“This program was pulled together to understand the impact of ACOs on the general insurance marketplace—on costs, on patient access to care, and making sure that ACOs were also considering the needs of vulnerable populations.”—Barbara Leonard, MPH, Technical Advisory Committee member
Dates of Program: December 2011 through May 2016.
Description: In December 2011, the Robert Wood Johnson Foundation launched a national program, Accountable Care Organizations: Testing Their Impact, to learn more about how accountable care organizations (ACOs) are evolving and how they influence the delivery of health care. The number of ACOs has increased from about 100 when the program started to 626 as of May 2014.
In a first round of funding (March 2013–March 2015), RWJF selected four research teams to produce qualitative case studies on ACOs serving the private health insurance market or Medicaid. Researchers are conducting two rounds of site visits, key informant interviews, and, in some cases, focus groups with patients and families.
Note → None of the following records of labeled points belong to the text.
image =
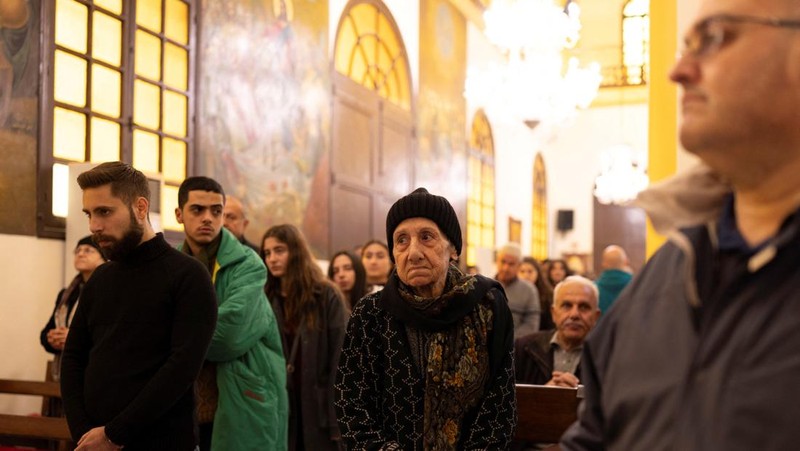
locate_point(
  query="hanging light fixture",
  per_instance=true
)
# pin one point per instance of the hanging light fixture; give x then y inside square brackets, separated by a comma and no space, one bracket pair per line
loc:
[623,174]
[533,84]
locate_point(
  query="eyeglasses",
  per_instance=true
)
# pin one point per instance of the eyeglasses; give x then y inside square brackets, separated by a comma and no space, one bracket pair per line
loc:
[708,35]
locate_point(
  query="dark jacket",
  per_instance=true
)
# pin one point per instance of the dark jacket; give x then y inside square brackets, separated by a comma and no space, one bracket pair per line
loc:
[700,352]
[319,353]
[533,358]
[380,392]
[135,347]
[610,284]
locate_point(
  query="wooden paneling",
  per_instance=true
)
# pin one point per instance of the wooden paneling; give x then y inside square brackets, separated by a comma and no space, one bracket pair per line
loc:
[396,162]
[351,209]
[372,157]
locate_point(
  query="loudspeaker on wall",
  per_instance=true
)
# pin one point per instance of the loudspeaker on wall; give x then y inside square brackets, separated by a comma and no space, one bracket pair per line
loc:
[564,220]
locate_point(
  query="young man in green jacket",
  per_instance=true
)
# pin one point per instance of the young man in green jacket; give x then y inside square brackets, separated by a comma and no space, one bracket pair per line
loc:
[252,408]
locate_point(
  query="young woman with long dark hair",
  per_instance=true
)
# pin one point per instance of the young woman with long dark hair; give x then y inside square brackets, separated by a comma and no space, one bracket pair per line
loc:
[312,318]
In a second funding round, RWJF will commission papers on predefined topics from subject matter experts.
ACOs have the potential to “move us toward that Culture of Health vision” because they are “designed to reduce waste, reduce duplication, increase care coordination, and align incentives within health care systems—in turn making care better and more affordable.”—RWJF Program Officer Andrea Ducas, MPH
There is considerable variability among ACOs with respect to size, provider composition, patient population, and contracting arrangements.
The development of ACO arrangements for the safety net and Medicaid populations lags behind those for commercial and Medicare payer population and hospital involvement in ACO arrangements lags behind that of purchasers, payers, and physician organizations.
Most patients do not know they are in an accountable care organization, although they value providers having access to their health records and having a more integrated health care experience.
Safety-net ACOs are developing strategies to manage the social needs that influence health—such as safe housing, access to transportation and healthy food, and employment opportunities.
It is difficult to find cost savings in the commercial health insurance arena because the patient population tends to be relatively healthy, so ACOs tightly manage the referrals of their patients to specialists.